---
base_model: unsloth/Qwen2.5-7B-Instruct
datasets:
- u-10bei/sft_alfworld_trajectory_dataset_v5
- u-10bei/dbbench_sft_dataset_react_v4
language:
- en
license: apache-2.0
library_name: autoawq
pipeline_tag: text-generation
tags:
- awq
- 4bit
- quantized
- agent
- tool-use
- alfworld
- dbbench
---

# Qwen2.5-7B-Agent-Mixed-Trajectory-AWQ v3

This repository provides a **4-bit AWQ quantized** version of a merged model fine-tuned from
**unsloth/Qwen2.5-7B-Instruct** using **LoRA + Unsloth**.

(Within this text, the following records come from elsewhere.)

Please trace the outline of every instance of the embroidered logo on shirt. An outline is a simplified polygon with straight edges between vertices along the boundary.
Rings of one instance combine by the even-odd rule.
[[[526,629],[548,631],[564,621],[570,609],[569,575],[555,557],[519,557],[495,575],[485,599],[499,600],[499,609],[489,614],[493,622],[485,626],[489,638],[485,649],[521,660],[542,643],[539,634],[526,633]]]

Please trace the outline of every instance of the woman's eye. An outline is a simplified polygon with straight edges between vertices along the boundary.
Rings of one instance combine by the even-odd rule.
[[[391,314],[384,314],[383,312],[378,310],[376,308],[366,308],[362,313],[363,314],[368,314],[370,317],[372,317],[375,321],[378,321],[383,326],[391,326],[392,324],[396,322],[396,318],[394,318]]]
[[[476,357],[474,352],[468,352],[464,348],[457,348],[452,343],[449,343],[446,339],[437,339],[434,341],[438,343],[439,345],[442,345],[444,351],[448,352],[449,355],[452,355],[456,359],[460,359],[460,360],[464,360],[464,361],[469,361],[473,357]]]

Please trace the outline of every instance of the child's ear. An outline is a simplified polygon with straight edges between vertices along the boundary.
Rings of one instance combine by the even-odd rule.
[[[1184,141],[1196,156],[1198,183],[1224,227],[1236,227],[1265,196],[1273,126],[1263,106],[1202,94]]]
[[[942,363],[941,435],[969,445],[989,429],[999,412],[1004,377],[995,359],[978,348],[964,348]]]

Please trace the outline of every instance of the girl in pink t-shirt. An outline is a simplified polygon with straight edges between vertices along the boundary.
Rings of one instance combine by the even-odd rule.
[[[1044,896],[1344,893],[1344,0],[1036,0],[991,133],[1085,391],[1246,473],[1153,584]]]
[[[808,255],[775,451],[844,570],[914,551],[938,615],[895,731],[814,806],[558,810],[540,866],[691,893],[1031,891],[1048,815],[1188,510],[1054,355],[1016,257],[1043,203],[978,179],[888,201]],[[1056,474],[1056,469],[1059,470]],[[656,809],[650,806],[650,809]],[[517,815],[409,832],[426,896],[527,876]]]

The original LoRA adapter was trained on mixed agent trajectory data (ALFWorld + DBBench),
then merged into the base model and quantized with AutoAWQ for faster inference.

## Quantization Details

| Parameter | Value |
|---|---|
| Method | AWQ (Activation-aware Weight Quantization) |
| Bits | 4-bit |
| Group size | 128 |
| Zero point | True |
| Version | GEMM |
| Library | autoawq 0.2.7.post3 |

## Dataset Construction (v3)

Training data was built by mixing and preprocessing two trajectory datasets:
- **ALFWorld** (`u-10bei/sft_alfworld_trajectory_dataset_v5`): 1,845 samples after cleaning and success-only filtering
- **DBBench** (`u-10bei/dbbench_sft_dataset_react_v4`): 1,200 samples after cleaning

Preprocessing steps:
- Removal of htags template contamination
- Removal of hallucinated object IDs (e.g. `bowl 99`) — ALFWorld only
- **[v3 new]** ALFWorld failed trajectories excluded (success-only filtering): 2,327 → 1,845 samples

Category-level upsampling was applied to reinforce weak task types:

| Category | Multiplier |
|---|---|
| ALFWorld multi-object | ×3 |
| ALFWorld cool | ×2 |
| ALFWorld examine | ×1.5 |
| DBBench aggregation-MAX | ×3 |
| DBBench INSERT | ×2 |
| DBBench counting | ×2 |

Final dataset size: **4,687 samples**

## Training Configuration

| Parameter | Value |
|---|---|
| Base model | unsloth/Qwen2.5-7B-Instruct |
| Method | LoRA + Unsloth (Colab Pro L4) |
| Max sequence length | 4096 |
| Epochs | 3 |
| Learning rate | 8e-6 |
| LoRA r / alpha | 64 / 128 |
| Effective batch size | 16 (bs=2 × grad_accum=8) |
| load_in_4bit | True |

## Usage

```python
from awq import AutoAWQForCausalLM
from transformers import AutoTokenizer

model_id = "UtsuSl0th/mixed-lora-3-awq"

tokenizer = AutoTokenizer.from_pretrained(model_id)
model = AutoAWQForCausalLM.from_quantized(
    model_id,
    device_map="auto",
    fuse_layers=True,
)

inputs = tokenizer("Your prompt here", return_tensors="pt").to("cuda")
outputs = model.generate(**inputs, max_new_tokens=256)
print(tokenizer.decode(outputs[0], skip_special_tokens=True))
```

## Sources & Terms

Dataset License: MIT License.
Users must comply with the MIT license and the base model's original terms of use.